I suspect this lack of communication ultimately lead to the poor letter(s). She probably didn’t have a chance to let her committee know what she’s capable of doing, and she didn’t impress the committee because she did not have a clear idea of what they needed her to do. Communication is variable and important - some students need mentoring to be more than a once a month email.
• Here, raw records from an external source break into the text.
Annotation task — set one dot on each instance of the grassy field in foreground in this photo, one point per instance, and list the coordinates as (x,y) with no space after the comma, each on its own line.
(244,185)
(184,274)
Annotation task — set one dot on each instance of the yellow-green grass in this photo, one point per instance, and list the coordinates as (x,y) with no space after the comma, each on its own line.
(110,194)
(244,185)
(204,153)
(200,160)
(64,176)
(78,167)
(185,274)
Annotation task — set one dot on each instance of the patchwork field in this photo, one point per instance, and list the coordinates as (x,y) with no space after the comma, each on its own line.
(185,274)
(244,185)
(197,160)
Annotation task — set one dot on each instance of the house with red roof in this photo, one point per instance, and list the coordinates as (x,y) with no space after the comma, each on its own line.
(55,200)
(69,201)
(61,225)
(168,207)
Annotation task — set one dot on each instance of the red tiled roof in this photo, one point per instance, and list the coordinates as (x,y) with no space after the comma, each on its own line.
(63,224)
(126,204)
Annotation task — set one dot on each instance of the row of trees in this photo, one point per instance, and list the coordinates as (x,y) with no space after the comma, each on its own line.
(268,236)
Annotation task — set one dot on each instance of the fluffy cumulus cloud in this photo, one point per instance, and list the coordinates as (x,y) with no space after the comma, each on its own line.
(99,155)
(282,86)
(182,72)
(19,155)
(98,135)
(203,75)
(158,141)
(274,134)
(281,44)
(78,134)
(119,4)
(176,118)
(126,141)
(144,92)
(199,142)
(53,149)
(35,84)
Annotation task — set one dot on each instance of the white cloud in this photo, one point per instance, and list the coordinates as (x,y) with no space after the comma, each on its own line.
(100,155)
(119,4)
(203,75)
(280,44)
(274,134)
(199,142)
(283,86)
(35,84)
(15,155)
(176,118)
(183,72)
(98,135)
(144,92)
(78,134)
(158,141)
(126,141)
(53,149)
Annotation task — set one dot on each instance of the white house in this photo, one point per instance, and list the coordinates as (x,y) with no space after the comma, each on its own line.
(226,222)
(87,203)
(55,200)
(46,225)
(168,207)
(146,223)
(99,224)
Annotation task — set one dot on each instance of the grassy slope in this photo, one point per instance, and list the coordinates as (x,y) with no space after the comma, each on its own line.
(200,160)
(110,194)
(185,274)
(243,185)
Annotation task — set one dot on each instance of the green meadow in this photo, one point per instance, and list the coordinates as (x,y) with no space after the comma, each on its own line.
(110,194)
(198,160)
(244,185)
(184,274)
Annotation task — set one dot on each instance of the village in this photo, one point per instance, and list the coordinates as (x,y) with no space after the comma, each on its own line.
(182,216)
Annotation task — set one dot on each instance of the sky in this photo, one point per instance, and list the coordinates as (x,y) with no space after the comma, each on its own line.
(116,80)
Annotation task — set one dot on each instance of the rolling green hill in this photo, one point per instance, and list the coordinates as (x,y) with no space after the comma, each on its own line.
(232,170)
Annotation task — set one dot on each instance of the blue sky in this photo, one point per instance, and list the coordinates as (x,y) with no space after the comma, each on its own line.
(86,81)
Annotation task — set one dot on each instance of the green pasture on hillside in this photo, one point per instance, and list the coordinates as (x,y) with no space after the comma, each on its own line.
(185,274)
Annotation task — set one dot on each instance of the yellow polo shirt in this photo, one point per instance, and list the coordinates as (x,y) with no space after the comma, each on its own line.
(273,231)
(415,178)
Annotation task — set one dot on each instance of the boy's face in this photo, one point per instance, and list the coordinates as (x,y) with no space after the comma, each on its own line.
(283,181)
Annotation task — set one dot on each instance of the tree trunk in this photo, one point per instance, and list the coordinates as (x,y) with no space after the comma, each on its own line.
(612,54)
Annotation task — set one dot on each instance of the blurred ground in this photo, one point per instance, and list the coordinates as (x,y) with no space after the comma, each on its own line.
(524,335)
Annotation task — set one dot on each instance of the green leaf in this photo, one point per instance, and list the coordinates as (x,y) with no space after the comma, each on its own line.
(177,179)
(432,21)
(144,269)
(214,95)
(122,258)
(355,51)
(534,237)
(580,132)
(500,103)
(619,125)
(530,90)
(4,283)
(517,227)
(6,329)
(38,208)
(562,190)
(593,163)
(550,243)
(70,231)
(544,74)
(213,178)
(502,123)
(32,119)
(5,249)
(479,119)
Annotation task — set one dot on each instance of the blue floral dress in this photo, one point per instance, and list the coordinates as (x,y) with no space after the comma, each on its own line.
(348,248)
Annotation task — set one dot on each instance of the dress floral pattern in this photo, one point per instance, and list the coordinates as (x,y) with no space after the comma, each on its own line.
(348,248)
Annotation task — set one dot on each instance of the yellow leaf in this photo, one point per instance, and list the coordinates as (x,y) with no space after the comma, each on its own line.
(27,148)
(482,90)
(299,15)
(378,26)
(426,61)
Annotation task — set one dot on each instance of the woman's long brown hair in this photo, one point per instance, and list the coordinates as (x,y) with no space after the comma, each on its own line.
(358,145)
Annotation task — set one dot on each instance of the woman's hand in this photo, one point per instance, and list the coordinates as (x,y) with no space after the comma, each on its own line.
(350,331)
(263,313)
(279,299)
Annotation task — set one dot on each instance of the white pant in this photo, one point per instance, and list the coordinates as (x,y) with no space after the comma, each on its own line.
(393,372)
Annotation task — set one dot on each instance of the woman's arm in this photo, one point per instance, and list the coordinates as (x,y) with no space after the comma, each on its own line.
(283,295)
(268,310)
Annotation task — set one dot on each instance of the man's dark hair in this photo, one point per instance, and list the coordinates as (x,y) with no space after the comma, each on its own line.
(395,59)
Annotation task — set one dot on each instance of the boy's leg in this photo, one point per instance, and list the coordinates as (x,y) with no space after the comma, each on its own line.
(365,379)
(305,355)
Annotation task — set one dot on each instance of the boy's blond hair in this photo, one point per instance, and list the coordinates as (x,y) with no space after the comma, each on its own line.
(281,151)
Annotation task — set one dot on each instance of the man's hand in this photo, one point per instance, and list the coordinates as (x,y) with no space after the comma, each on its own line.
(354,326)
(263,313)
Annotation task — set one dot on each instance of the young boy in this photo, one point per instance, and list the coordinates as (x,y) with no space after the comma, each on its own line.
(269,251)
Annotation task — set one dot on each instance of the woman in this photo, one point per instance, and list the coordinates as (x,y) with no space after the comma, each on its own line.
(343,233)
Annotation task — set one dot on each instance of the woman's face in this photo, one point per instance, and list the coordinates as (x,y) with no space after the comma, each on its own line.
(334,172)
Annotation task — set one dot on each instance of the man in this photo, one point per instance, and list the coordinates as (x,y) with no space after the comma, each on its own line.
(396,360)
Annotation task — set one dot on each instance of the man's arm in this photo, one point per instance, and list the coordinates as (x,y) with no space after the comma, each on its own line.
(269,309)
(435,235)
So given this what can she do?  Has the milk been spilled and are we at a situation where the damage has been done? To some extent yes, but because the advisor/student relationship lasts beyond graduation it is important for students to have a group of solid letter writers who they know they can count on.  After getting good advice from my friends I suggested she do the following:

She should email the committee and try to get a time to talk about the GFRP review, both good and bad.  Walk through it with them and take their advice on how to improve the project moving forward. Also, and importantly, come to the committee and say that she knows they’ve had some trouble meeting and that may have resulted in her not always getting the chance to update the committee on what she was up to, and she didn’t always get to hear from them what it was they needed.  Given that she has X months left, she should ask how she could work with them to get to be where they want her to be.  What is she doing well and what are the areas for improvement?

By approaching this in the context of the grant, with explicit comments to address, rather than confronting the committee with “Why did you write me a bad letter?” the student circumvents a contentious encounter with her committee.  Instead, she comes to them in a framework where she can clearly communicate her needs, and in the same breath, admit that there is work to be done. By showing that she is willing to grow and learn as a student, by showing that she wants to be a better scientist, she is demonstrating, at least to me, the indicators of future success.

However I fully admit I could be misreading the situation.  I’d love to hear what you have to say.


* Terry McGlynn has written very eloquently about inequities in the funding allocation and advantages that students at certain schools get when applying for the GFRP, and I am trying to be mindful of that.